The sun is beating on my head through my hat. I’m just the help. It’s a role that I enjoy.

Some.

“Boss me around, baby,” I do NOT say. I stay mute, gloves on hands, left arm in its removable brace, hoe nearby, spade in hand.

My wife is the master, planting her garlic for winter. She’s serious about her garden. Fresh bulbs had been procured, along with the right soil and fertilizer. Potatoes occupy the usual garlic winter home. A new one is required. “Somewhere in the sun,” she proclaims with steely vigor, looking around.

A song spurts into my head. Oh, hey. Did you happen to —

“We need to move the compost bins,” my wife declares.

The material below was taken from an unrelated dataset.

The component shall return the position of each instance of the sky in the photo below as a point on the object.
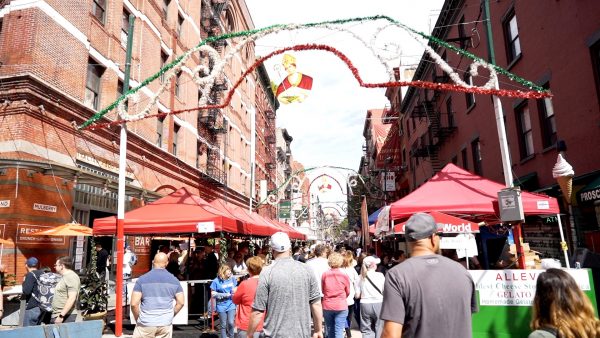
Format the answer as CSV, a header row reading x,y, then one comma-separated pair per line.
x,y
327,127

We’re in the side yard, where most of the gardening is done. Boo, the backyard panther with a white star on his chest (like he’s sheriff) (guess, that would be a floofriff) moseys along toward us, talking as he comes. One compost bin (previously emptied) is moved to a new location. With this happening, Boo retreats to the backyard He wants nothing to do with work.

I shovel the compost from the full one to the empty one’s new location. The song resumes it secret playing in my head. Oh, hey. Did you happen to see the most beautiful girl in the world. And if you did, was she crying?

Yes, Charlie Rich is serenading my brain with “The Most Beautiful Girl” as I do as I’m told. (We’re now on breaking up the soil where the garlic is to reside.) I blame my mother for this song. While Charlie Rich’s voice and the accompanying music is coming off vinyl courtesy of Mom’s mohogany Magnavox console stereo, it’s Mom singing along along with Rich who is actually singing in my head. She used to frustrate me by singing this song when I was trying to talk to her about it. It was apparently funny to her. The song came out in 1973. I would turn seventeen that year. I’d left home a year or two before to live with Dad, but would return to Mom for major holidays. Dad, single guy that he was, didn’t do holidays.

Why did Mom sing that song to me? Why was I singing today? These the mind’s mysteries. At least, they’re my mind’s mysteries. I don’t know what goes on in others’ minds. I barely comprehend what’s happening in my own.

“Now I just need to water them.” My wife was finished. I was dismissed.

It was a good day. Time to go wash my wife’s car. Wonder what song will be playing?

Oh, wait, Rose Royce begins their 1976 hot song, “Car Wash”. I was stationed in the Republic of the Philippines when it was out. My good buddy Bopie introduced it to me.

At least this one is task appropriate.

Wednesday’s Theme Music

Perhaps I am mired in the past. I ended up thinking of my time at Clark AB in the Philippines as I walked yesterday in 1976, and recalled my buddy, Bopie. He and I worked at the same place. I arrived about two weeks after him. We lived in the same barracks (dorm, in Air Force terminology), on the same floor. He was about seven doors down from me.

The first time I really met him, though, was when we were off-duty at a unit function. He was wearing a red tee-shirt. On the back, in yellow letters, was Bopie. Walking up behind him, I said it. Starting, he turned and looked at me with a short laugh. “You are the first person that ever said my name right the first time.” His name was Ray, but Bopie was the name he liked to use (that was never explained to me).

We were shift workers, and often shared time off, so we would run around together sometimes. He introduced me to a lot of music and comedy that I didn’t know, including the movie, Car Wash, featuring the song, “Car Wash” by Rose Royce.